I'm also catching up on everyone else's blogs, and webcomics, and e-mail, and everything... I didn't really look at a computer while I was away. But I was amused to see that someone also wished she'd done a quotes page for the week. There was something at the wedding reception that I kept telling myself "Ok, remember this, remember this, remember this..." and then I must have seen something shiny because I can't remember it.** I should stop wearing sparkly dresses, really.

I'm also very very happy that I got to see four people I wasn't expecting to, Mr. Too-Tall and Mr. Not-Quite-As-Tall-but-Tall-Enough from Calgary, Rob R. the rootless cosmopolite, currently from Malawi (give me your blog URL!) and Marathon Pam, who happened to be flying back to her hometown via Regina at the same time that we were in Regina and had a car. A brief meeting at the airport was all we could manage, but it was still a pleasure.

And thanks to R:tAG's generous family, who provided shelter and transportation and so much holiday food that I felt like a beachball.

And now I'm starting to sound like an awards ceremony. But really, thanks to everyone and we miss you.

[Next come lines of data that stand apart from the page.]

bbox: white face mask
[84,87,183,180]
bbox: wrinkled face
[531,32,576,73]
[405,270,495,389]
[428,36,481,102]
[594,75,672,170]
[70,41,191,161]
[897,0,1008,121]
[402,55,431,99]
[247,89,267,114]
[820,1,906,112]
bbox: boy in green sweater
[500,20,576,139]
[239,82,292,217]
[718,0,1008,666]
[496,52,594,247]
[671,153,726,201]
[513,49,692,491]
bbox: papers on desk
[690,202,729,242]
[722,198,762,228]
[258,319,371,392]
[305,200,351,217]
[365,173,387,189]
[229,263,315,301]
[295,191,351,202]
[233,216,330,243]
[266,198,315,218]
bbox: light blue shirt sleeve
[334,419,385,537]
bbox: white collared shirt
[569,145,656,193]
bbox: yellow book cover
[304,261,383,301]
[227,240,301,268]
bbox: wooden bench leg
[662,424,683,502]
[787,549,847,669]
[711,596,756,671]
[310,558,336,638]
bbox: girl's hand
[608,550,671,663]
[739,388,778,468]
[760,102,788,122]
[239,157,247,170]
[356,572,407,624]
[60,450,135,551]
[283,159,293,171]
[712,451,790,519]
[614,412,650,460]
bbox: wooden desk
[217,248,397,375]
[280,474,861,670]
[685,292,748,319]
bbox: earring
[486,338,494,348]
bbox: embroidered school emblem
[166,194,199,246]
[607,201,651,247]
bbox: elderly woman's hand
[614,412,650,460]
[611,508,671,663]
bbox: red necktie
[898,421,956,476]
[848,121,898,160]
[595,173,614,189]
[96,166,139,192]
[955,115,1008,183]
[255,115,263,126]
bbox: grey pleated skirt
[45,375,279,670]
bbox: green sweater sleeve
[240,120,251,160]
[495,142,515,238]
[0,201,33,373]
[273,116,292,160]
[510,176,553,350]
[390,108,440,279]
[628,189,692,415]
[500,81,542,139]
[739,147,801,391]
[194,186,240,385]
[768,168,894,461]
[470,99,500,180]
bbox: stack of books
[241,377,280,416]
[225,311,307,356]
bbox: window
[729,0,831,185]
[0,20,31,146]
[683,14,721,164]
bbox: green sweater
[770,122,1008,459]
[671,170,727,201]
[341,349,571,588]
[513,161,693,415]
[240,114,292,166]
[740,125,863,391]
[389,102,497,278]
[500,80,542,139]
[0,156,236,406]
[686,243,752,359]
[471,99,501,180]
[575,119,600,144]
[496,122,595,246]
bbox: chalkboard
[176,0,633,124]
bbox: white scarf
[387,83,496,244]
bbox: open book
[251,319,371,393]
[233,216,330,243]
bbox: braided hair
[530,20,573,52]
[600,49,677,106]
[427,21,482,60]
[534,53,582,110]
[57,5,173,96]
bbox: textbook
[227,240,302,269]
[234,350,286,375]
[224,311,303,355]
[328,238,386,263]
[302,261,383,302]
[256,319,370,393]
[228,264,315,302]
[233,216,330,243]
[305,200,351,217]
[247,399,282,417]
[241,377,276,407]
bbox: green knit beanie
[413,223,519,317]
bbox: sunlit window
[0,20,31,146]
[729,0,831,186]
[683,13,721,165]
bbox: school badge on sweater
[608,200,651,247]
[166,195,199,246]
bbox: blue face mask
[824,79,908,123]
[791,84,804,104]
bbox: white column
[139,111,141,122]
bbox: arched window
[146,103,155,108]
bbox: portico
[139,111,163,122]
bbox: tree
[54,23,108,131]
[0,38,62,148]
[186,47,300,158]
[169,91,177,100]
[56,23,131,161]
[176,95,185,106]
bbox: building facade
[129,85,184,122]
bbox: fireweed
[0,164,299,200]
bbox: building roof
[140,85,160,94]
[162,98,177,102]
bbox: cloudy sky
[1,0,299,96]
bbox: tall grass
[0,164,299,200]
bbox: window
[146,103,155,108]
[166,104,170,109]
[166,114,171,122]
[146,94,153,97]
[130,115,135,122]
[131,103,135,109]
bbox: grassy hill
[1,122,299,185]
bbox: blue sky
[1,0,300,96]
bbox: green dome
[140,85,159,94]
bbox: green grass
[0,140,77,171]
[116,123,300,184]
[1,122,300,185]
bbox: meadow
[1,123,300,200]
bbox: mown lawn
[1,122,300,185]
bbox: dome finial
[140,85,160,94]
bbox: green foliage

* We didn't even go out for New Year's... how lame is that? If it weren't for the fact that we actually did stay awake until midnight, I'd say we were turning into my parents. :) But we split a split (hah!) of champagne and I got to have a whole jar of caviar all to myself since its combination of taste and texture is a double-icky whammy to R:tAG. Mmmm. I like caviar.

** And it wasn't "Monkey! Go!" Believe me, I won't forget that for a while. And it wasn't "Why is my bed on the lawn? Where's my canoe?" because that was after Christmas, not at the wedding.